Trust Scoring
Trust scoring adjusts agent scheduling priority based on historical behavior. Agents that complete tasks reliably earn higher trust; agents that error or timeout lose trust and get deprioritized.
Signals
The scorer tracks five signals:
| Signal | Points | Trigger |
|---|---|---|
| Success | +15 | Task completed without error |
| Fast completion | +10 | Wait time below SLO target |
| SLO violation | -25 | Wait time exceeded SLO target |
| Error | -50 | Task raised an exception |
| Timeout | -80 | Task timed out |
Score Range
Scores range from 0 to 1000, with 500 as the baseline. New agents start at 500. Over time, scores decay back toward 500 -- a bad run does not permanently penalize an agent, and a good run does not permanently elevate one.
Decay
Scores decay toward the baseline using an exponential half-life. The default half-life is 3600 seconds (one hour). This means an agent that stops receiving signals will return to neutral priority within a few hours.
Integration
Create a scorer and pass it to the scheduler:
from loco import TrustScorer, AsyncLOCOScheduler
scorer = TrustScorer(slo_target=20.0, decay_half_life=3600.0)
scheduler = AsyncLOCOScheduler(..., trust_scorer=scorer)
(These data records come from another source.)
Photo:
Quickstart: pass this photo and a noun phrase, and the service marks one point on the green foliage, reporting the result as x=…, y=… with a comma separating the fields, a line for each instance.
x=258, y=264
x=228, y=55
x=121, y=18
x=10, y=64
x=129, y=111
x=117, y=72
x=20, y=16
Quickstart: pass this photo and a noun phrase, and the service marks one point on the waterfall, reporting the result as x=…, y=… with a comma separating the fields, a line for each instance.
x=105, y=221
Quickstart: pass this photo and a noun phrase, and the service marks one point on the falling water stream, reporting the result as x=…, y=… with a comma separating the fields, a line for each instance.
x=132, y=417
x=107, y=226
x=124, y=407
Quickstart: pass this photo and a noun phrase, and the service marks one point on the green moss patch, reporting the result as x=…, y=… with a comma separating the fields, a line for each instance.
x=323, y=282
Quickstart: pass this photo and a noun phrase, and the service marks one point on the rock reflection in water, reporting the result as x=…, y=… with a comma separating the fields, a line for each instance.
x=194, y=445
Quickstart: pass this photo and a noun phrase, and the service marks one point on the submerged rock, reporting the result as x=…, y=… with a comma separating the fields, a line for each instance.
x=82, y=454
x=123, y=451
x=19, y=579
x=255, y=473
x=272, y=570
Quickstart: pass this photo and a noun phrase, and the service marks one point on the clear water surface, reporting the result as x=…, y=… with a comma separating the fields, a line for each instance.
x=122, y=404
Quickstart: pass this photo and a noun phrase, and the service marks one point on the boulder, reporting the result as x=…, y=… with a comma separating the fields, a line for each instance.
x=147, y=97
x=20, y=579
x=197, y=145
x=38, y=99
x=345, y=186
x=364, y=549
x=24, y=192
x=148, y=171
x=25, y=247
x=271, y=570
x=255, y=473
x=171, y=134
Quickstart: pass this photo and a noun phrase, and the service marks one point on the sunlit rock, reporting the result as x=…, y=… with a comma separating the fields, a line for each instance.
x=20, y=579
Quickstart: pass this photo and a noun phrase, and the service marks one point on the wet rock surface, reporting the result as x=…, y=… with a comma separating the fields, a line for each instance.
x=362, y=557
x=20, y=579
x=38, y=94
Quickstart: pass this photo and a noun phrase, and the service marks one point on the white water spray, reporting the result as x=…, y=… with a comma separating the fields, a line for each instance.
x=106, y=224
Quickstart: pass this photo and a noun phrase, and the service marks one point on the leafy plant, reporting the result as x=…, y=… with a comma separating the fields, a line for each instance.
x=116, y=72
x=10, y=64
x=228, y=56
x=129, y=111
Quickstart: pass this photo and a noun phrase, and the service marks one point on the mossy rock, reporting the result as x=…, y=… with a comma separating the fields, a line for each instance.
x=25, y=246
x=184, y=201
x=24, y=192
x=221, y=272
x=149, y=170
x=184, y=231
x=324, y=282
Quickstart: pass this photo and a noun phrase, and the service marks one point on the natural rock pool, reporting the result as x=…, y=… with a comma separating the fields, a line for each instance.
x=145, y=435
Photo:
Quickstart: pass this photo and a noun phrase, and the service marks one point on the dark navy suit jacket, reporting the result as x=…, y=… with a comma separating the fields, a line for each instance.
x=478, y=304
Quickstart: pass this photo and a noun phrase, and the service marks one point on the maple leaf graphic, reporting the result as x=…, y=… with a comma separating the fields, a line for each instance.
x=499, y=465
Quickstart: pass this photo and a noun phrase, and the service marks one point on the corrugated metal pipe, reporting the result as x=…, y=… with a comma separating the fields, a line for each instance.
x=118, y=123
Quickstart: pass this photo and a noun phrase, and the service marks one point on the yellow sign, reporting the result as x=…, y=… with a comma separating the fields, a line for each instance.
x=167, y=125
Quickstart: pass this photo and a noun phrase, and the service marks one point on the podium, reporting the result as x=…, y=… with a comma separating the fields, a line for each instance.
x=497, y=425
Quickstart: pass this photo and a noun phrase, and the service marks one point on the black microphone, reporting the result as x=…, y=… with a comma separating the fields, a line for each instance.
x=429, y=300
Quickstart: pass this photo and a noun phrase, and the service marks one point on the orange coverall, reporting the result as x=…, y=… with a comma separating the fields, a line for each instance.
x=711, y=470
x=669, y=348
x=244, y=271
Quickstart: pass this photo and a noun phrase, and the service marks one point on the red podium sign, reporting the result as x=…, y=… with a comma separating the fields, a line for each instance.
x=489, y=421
The scheduler uses priority_multiplier() (range 0.8 to 1.2) to adjust the load function. High-trust agents get a small priority boost; low-trust agents get a small penalty.
Querying Scores
scorer.score("agent_a") # current score (0-1000)
scorer.priority_multiplier("agent_a") # multiplier (0.8-1.2)
scorer.stats("agent_a") # detailed breakdown
scorer.scores() # all agents
When to Use
Trust scoring is most useful when you have agents with uneven reliability -- for example, agents calling flaky external APIs or agents with varying error rates across model providers.